NEW YORK — Sur un thermomètre, quelques dixièmes de degrés semblent insignifiants, à peine dignes d’être remarqués. Mais de petits changements à la température moyenne peuvent avoir des répercussions sur le climat de la planète, donnant naissance à des catastrophes énormes au moment où la météo devient plus humide et plus instable dans un monde plus chaud.

En 2015, les pays du monde se sont entendus pour réduire les émissions de gaz à effet de serre afin de limiter le réchauffement planétaire à «bien moins» que 2 degrés Celsius et pour poursuivre une cible de 1,5 degré Celsius dans le cadre de l’Accord de Paris.

Deux degrés ne font peut-être pas une grosse différence si vous mettez le nez dehors, mais pour les températures mondiales moyennes, ces petits chiffres ont un impact démesuré.

«Chaque dixième de degré est important», martèlent les climatologues de la planète.

La Terre s’est déjà réchauffée d’au moins 1,1 degré Celsius par rapport à l’ère pré-industrielle, ne laissant au monde qu’un réchauffement supplémentaire de 0,4 degré avant de surpasser l’objectif de Paris et de s’exposer à un changement encore plus catastrophique du climat, préviennent les chercheurs.

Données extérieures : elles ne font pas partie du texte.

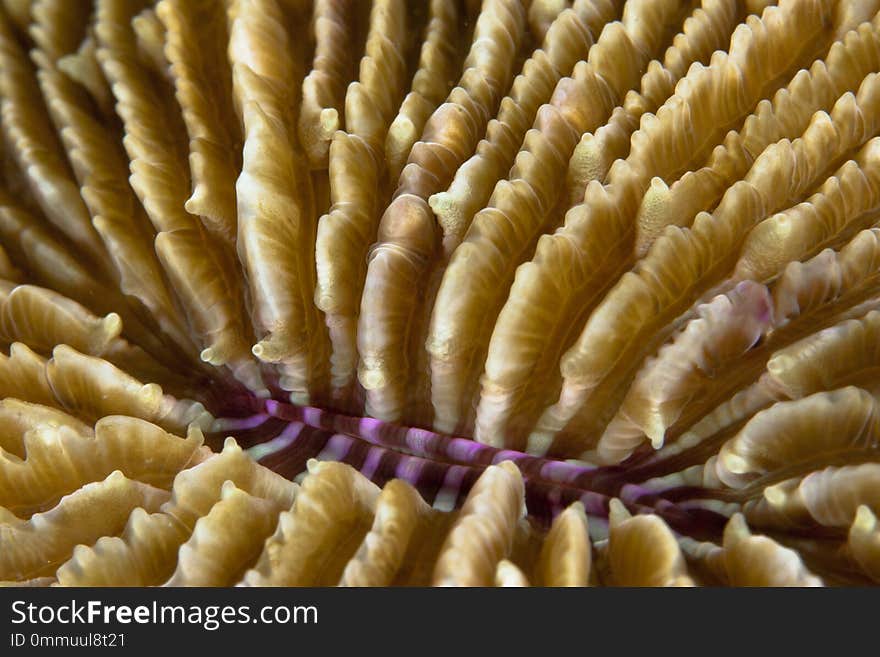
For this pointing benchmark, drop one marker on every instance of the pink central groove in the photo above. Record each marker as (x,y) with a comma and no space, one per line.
(285,436)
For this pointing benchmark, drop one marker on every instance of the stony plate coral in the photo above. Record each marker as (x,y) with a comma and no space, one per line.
(452,292)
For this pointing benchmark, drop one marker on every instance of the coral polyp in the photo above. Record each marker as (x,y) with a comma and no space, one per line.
(451,292)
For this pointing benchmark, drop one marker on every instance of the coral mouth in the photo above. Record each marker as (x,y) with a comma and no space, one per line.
(444,468)
(450,291)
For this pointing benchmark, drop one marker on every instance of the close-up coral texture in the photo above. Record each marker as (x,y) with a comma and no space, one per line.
(440,292)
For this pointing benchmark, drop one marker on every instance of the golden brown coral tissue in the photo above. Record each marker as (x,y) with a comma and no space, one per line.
(625,251)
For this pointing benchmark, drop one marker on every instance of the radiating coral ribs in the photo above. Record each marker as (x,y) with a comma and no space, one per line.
(417,257)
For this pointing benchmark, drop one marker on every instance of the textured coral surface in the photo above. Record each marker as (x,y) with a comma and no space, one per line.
(455,292)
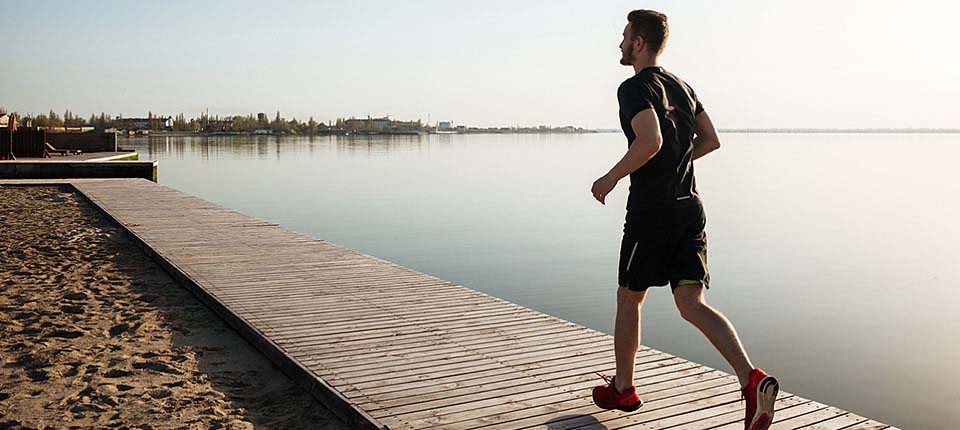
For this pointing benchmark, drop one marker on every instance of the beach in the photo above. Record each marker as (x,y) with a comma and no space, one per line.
(95,334)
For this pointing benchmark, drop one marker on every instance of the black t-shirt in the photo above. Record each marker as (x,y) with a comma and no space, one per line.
(666,180)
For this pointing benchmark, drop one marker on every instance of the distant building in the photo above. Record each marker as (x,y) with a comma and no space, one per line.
(381,125)
(145,123)
(214,125)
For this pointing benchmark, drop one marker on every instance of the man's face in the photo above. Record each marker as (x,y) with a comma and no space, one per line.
(626,47)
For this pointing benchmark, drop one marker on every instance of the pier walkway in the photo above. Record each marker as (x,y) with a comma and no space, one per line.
(386,346)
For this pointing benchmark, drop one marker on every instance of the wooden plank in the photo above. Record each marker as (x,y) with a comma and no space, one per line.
(385,345)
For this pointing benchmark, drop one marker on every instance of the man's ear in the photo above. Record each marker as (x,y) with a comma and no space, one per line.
(639,42)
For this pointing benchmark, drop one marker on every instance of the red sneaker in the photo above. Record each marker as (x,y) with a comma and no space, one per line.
(761,394)
(607,396)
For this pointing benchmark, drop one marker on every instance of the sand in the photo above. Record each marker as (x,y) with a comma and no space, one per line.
(93,334)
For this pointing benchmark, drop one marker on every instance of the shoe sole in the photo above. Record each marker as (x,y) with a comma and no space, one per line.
(629,408)
(767,391)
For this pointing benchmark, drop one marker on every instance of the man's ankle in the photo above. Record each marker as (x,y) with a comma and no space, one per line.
(617,385)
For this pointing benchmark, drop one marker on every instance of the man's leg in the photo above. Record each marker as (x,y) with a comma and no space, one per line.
(626,335)
(716,327)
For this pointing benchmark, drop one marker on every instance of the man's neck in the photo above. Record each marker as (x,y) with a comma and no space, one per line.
(643,64)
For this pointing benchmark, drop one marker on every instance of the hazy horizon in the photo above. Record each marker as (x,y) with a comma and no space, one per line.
(755,65)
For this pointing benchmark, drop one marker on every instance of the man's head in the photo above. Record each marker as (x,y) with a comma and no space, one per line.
(645,35)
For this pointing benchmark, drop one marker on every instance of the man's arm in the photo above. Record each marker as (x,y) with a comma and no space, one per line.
(706,140)
(646,126)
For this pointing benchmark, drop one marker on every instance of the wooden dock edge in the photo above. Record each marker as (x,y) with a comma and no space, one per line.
(320,390)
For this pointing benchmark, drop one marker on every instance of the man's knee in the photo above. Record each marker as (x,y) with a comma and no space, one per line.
(689,300)
(626,296)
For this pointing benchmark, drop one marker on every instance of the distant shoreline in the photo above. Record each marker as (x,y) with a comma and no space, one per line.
(596,131)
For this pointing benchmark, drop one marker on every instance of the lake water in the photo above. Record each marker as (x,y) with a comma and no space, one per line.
(835,255)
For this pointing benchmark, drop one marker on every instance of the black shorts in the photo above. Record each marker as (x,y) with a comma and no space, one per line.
(664,246)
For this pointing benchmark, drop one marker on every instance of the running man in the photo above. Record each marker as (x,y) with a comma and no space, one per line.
(664,241)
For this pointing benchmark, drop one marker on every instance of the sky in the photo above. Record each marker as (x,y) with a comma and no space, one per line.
(753,63)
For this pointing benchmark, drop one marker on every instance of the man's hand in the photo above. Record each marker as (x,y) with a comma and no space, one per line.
(602,187)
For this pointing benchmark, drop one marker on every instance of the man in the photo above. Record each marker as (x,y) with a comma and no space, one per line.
(664,239)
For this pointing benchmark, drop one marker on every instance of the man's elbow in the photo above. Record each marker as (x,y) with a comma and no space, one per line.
(712,145)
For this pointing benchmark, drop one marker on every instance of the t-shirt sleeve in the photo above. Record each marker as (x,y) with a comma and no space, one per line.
(697,106)
(633,98)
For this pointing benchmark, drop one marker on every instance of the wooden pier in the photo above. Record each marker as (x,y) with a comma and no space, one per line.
(385,346)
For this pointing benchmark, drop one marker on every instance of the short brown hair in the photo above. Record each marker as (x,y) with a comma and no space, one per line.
(651,26)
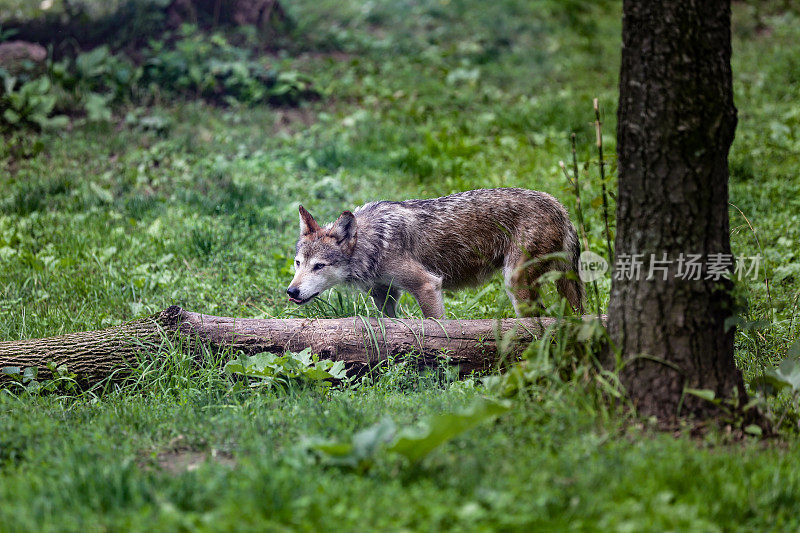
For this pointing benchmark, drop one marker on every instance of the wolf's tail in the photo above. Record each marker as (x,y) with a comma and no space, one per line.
(571,287)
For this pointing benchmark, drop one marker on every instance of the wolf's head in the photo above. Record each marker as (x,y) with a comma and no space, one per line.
(322,255)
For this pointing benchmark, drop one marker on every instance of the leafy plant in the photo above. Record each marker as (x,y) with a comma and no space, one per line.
(91,81)
(27,104)
(213,68)
(288,371)
(26,378)
(413,443)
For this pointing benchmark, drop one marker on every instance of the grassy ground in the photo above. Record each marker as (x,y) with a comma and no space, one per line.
(110,222)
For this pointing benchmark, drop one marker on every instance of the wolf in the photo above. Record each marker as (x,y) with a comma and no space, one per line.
(424,246)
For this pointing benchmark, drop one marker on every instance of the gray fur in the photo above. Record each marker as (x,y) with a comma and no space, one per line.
(423,246)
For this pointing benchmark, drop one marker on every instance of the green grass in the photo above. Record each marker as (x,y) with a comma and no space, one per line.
(109,223)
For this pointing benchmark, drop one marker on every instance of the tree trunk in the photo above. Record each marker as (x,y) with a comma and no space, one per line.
(360,343)
(676,122)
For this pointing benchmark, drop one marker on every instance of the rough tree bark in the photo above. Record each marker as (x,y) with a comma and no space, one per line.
(676,122)
(360,343)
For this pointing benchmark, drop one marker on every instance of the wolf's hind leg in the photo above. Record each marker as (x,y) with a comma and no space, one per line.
(572,290)
(521,285)
(424,286)
(386,299)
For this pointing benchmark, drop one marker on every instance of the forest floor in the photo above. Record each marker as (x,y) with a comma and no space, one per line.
(107,222)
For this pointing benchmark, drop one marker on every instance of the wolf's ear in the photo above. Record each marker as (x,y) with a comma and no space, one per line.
(344,231)
(307,223)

Ces dixièmes de degrés sont importants parce que les températures représentent une moyenne du réchauffement mondial. Quelques régions du monde, surtout les terres émergées et les latitudes nordiques comme l’Arctique, se sont déjà réchauffées de plus que la moyenne de 1,1 degré Celsius et ont une marge de manœuvre beaucoup plus étroite avant d’atteindre 1,5 degré, expliquent des spécialistes.

Il est utile de voir les températures comme une courbe de distribution normale, au lieu de simplement considérer une moyenne qui ne dévoile pas les «extrêmes cachés», a dit Gabe Vecchi, un climatologue de l’université de Princeton.

«Au bout, où la courbe est très étroite, ça nous montre les possibilités d’événements très extrêmes, a-t-il expliqué. Si on a un léger glissement de la moyenne du sommet de cette courbe en direction du réchauffement, ça nous donne une diminution importante de la possibilité de températures extrêmement froides et une augmentation importante des possibilités de températures extrêmement chaudes.»

Il en va de même pour la hausse du niveau des mers, où la moyenne camoufle la réalité que certains endroits sont victimes d’une augmentation plus importante que d’autres, a-t-il dit.

La majorité des nations ― y compris les deux principaux pollueurs, les États-Unis et la Chine ― ne sont pas en voie de limiter le réchauffement à 1,5 degré ou 2 degrés, selon les experts, en dépit de leurs promesses.

Si la température grimpe d’environ deux degrés Celsius de plus d’ici la fin du siècle, la planète sera frappée par cinq fois plus d’inondations, de tempêtes, de sécheresses et de canicules, selon les estimations du Groupe d’experts intergouvernemental sur l’évolution du climat.

Personne ne sait comment le climat réagirait à un réchauffement encore plus prononcé, a dit Kim Cobb, une climatologue de l’université Brown. La menace de changements irréversibles et de boucles qui amplifient le réchauffement, comme la fonte du pergélisol qui emprisonne des quantités gigantesques de gaz à effet de serre, pourrait provoquer un réchauffement encore plus important.

«Ça défie l’imagination de penser au nombre de gens qui seront menacés dans l’immédiat par des extrêmes climatiques dans un monde à deux degrés», a dit Mme Cobb.